Development changes are, in a way, destroying city: Tara Gandhi

February 06, 2014 09:25 am | Updated May 18, 2016 06:20 am IST - CHENNAI:

Tara Gandhi, vice president of Madras Naturalists’ Society (left) with WCC principal, Ridling Margaret Waller on Wednesday. Photo: K.V. Srinivasan

Tara Gandhi, vice president of Madras Naturalists’ Society (left) with WCC principal, Ridling Margaret Waller on Wednesday. Photo: K.V. Srinivasan

“Chennai that once had an extensive coastline has now been taken over by manmade habitations,” Tara Gandhi, vice president of Madras Naturalists’ Society said at Women’s Christian College (WCC) on Wednesday.
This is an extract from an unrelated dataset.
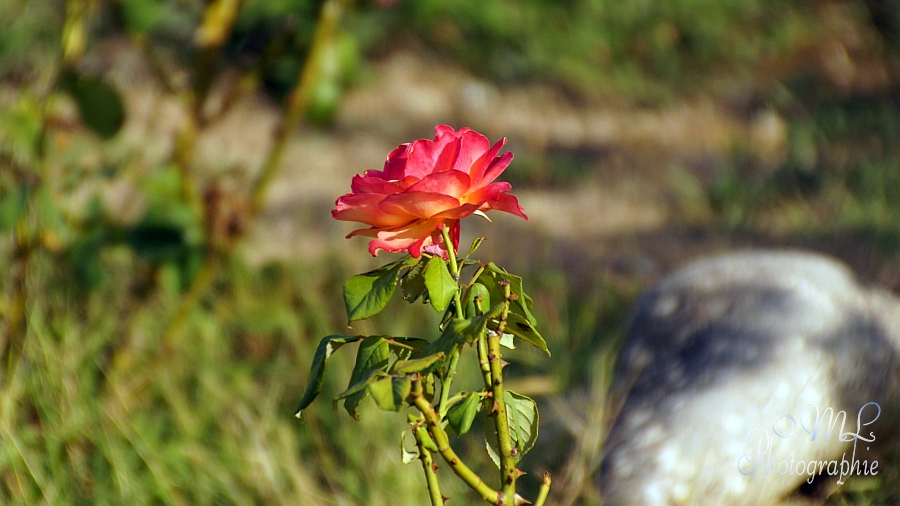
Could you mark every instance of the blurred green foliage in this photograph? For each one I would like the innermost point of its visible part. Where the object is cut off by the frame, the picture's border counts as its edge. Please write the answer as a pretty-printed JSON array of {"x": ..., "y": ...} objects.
[{"x": 110, "y": 405}]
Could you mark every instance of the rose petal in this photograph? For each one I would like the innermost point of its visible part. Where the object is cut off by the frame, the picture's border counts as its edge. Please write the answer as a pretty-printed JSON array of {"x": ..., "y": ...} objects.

While delivering the Renuka Mukerji Somasekhar Endowment Lecture, instituted by the college in memory of its former principal, on ‘Saving Nature in a City’, Ms. Gandhi said that places like Guindy National Park, Pallikaranai marsh and Vandalur reserve forest are now remnants of an earlier era.

“Development changes that are taking place in the city are, in a way, destroying it. The city is growing both vertically and horizontally thereby making it more crowded and congested. Cities have been carved out of the ecosystem and are replacing the original biodiversity,” she said.

Pallikaranai marsh that once used to be enormous has now shrunk and construction has mushroomed all around it. “But now, the State forest department has taken steps and declared it a protected area. Wetlands like Pallikaranai marsh plays a vital role in preventing floods and also recharge ground water,” Ms. Gandhi said.

Among the strategies that need to be developed for preserving the environment, a systemic disposal of solid and liquid waste was essential, she said.

WCC principal, Ridling Margaret Waller, and head of the department of plant biology and plant biotechnology Jannet Jeyasingh were among those who spoke at the event.